For years, concerns about the judiciary have circulated quietly—sometimes in academic circles, sometimes in private conversations among lawyers, journalists and citizens. These concerns range from opaque and non-transparent appointments to questions about intellectual rigor, professional competence, ethical consistency and accountability of some judges and legal actors. There are also deeper anxieties about institutional culture: delays in justice, selective urgency, perceived influence of power and proximity, and an erosion of public confidence in fairness. When such issues are repeatedly brushed aside, minimized or metaphorically swept under the carpet, frustration does not disappear—it mutates.
Social media, with all its flaws, has become the outlet for that mutation.
It is important to be clear: abuse is not critique. Personal attacks are not reform. Threats and insults do not strengthen democracy. But neither does enforced silence. When legitimate debate about institutional shortcomings is discouraged, delegitimized or branded as contempt, the space for reasoned criticism shrinks. What rushes in to fill that vacuum is often anger—raw, unstructured, and destructive.

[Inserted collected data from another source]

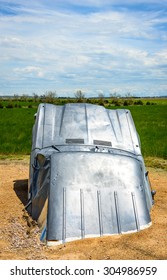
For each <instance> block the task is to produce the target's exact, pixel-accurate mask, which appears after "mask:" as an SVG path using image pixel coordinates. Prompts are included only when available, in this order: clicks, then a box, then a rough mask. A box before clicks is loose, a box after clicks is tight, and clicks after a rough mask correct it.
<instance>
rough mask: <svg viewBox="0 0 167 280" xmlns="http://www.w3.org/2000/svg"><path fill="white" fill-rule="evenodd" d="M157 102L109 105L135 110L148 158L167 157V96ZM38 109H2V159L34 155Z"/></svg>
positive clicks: (145, 157)
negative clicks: (32, 129)
mask: <svg viewBox="0 0 167 280" xmlns="http://www.w3.org/2000/svg"><path fill="white" fill-rule="evenodd" d="M154 102H156V105H153V106H146V105H143V106H136V105H132V106H127V107H125V106H122V107H121V106H119V107H115V106H111V107H110V106H108V108H111V109H116V108H124V109H125V108H127V109H129V110H130V111H131V113H132V116H133V119H134V122H135V125H136V129H137V131H138V133H139V136H140V139H141V146H142V154H143V156H144V158H151V157H156V158H162V159H167V99H166V101H165V100H164V99H163V100H162V99H160V101H159V100H154ZM29 104H31V103H30V102H29ZM25 105H26V104H25ZM36 110H37V108H27V107H26V108H12V109H7V108H3V109H0V154H1V158H2V157H4V156H6V155H11V154H16V155H25V154H27V155H28V154H30V151H31V138H32V126H33V123H34V114H35V112H36ZM149 162H150V160H149Z"/></svg>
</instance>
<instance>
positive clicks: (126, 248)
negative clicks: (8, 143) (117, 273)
mask: <svg viewBox="0 0 167 280" xmlns="http://www.w3.org/2000/svg"><path fill="white" fill-rule="evenodd" d="M148 170H149V177H150V181H151V185H152V188H153V189H156V191H157V193H156V196H155V205H154V206H153V209H152V213H151V216H152V223H153V224H152V226H151V227H150V228H148V229H146V230H143V231H140V232H138V233H133V234H125V235H119V236H109V237H100V238H90V239H84V240H81V241H73V242H69V243H66V244H65V245H59V246H56V247H46V245H44V244H42V243H41V242H40V240H39V230H38V226H37V225H36V223H35V222H34V221H32V219H31V218H30V217H29V216H28V215H27V213H26V211H25V210H24V205H25V204H26V202H27V184H28V173H29V163H28V160H27V159H26V160H20V161H18V160H17V161H16V160H11V161H9V160H1V161H0V259H1V260H5V259H10V260H11V259H17V260H22V259H24V260H32V259H36V260H43V259H48V260H53V259H54V260H106V259H108V260H109V259H112V260H117V259H119V260H121V259H122V260H123V259H128V260H130V259H131V260H137V259H140V260H151V259H154V260H162V259H165V260H166V259H167V171H165V170H163V169H154V168H148Z"/></svg>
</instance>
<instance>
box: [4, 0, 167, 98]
mask: <svg viewBox="0 0 167 280" xmlns="http://www.w3.org/2000/svg"><path fill="white" fill-rule="evenodd" d="M0 34H1V35H0V57H1V59H0V95H13V94H19V95H22V94H28V95H32V94H33V93H36V94H39V95H41V94H44V93H45V92H46V91H50V90H51V91H56V92H57V95H58V96H74V93H75V92H76V91H77V90H79V89H81V90H82V91H83V92H84V93H85V95H87V96H97V95H99V94H104V95H106V96H108V95H110V94H113V93H115V92H116V93H117V94H120V95H127V94H128V93H130V94H131V95H134V96H155V95H156V96H160V95H161V96H163V95H167V0H145V1H142V0H127V1H126V0H10V1H5V0H3V1H1V0H0Z"/></svg>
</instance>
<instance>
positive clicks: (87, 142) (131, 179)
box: [27, 103, 153, 245]
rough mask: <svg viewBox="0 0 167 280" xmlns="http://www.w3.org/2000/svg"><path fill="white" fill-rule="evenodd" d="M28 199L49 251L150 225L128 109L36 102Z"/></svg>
mask: <svg viewBox="0 0 167 280" xmlns="http://www.w3.org/2000/svg"><path fill="white" fill-rule="evenodd" d="M28 199H29V203H28V205H27V210H28V211H29V213H30V214H31V215H32V218H33V219H35V220H37V222H38V225H39V227H40V229H41V240H43V241H46V242H47V244H48V245H53V244H60V243H64V242H67V241H71V240H76V239H82V238H86V237H98V236H103V235H111V234H121V233H129V232H136V231H139V230H142V229H145V228H147V227H149V226H150V225H151V218H150V210H151V207H152V204H153V196H152V192H151V188H150V184H149V179H148V172H147V171H146V168H145V164H144V161H143V157H142V154H141V147H140V140H139V136H138V134H137V132H136V129H135V125H134V122H133V119H132V116H131V113H130V111H129V110H127V109H117V110H108V109H105V108H104V107H103V106H97V105H92V104H86V103H80V104H79V103H78V104H75V103H71V104H66V105H64V106H56V105H52V104H40V105H39V108H38V111H37V114H36V120H35V124H34V126H33V137H32V151H31V159H30V179H29V187H28Z"/></svg>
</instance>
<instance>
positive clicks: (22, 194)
mask: <svg viewBox="0 0 167 280" xmlns="http://www.w3.org/2000/svg"><path fill="white" fill-rule="evenodd" d="M13 183H14V187H13V189H14V191H15V193H16V195H17V197H18V198H19V199H20V201H21V202H22V203H23V205H24V206H25V205H26V204H27V202H28V179H23V180H15V181H13Z"/></svg>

This is not unique to the judiciary, nor to Nepal. Across democracies, institutions that resist introspection tend to lose moral authority. Respect cannot be demanded indefinitely; it must be renewed through performance, integrity and openness to scrutiny. The judiciary, precisely because it wields immense power over liberty, property and rights, must be held to the highest standards—not only by law, but by public expectation.
A mature democracy distinguishes between malicious attacks and principled criticism. It protects judges from intimidation while allowing citizens to question systems, decisions and processes. It understands that reverence without accountability breeds stagnation, while criticism without responsibility breeds chaos. The challenge lies in holding both truths at once.
Continuous review, honest self-critique and institutional reform are not threats to judicial independence; they are its foundations. A judiciary that welcomes evaluation—of appointment procedures, training standards, ethical enforcement and transparency—signals confidence, not weakness. Conversely, one that appears defensive or closed risks alienating the very public whose trust it requires to function.
Legal professionals, too, must look inward. The bar is not merely a defender of the bench; it is a bridge between law and society. When lawyers dismiss public concerns outright or circle wagons without addressing substance, they inadvertently deepen the credibility gap. Reform is not betrayal; it is responsibility.
Social media excesses must be checked through law, norms and collective ethics. But reform cannot begin with censorship alone. It must begin with acknowledgement: that there are unresolved issues within the justice system, that some criticisms—when stripped of their abusive packaging—point to real grievances, and that postponing reform only amplifies discontent.
A capable, dignified and trustworthy judiciary does not emerge from denial. It takes shape through constant reflection, principled criticism, and a willingness to correct course. If we truly seek to restore respect for the courts, the answer lies not in silencing voices, but in strengthening institutions—so that criticism becomes measured, trust becomes earned and justice becomes visibly, consistently fair.
Only through sustained review, reform and openness can an ignored ideal be transformed into a living, credible justice system—one that commands respect not by fear or distance, but by integrity and performance.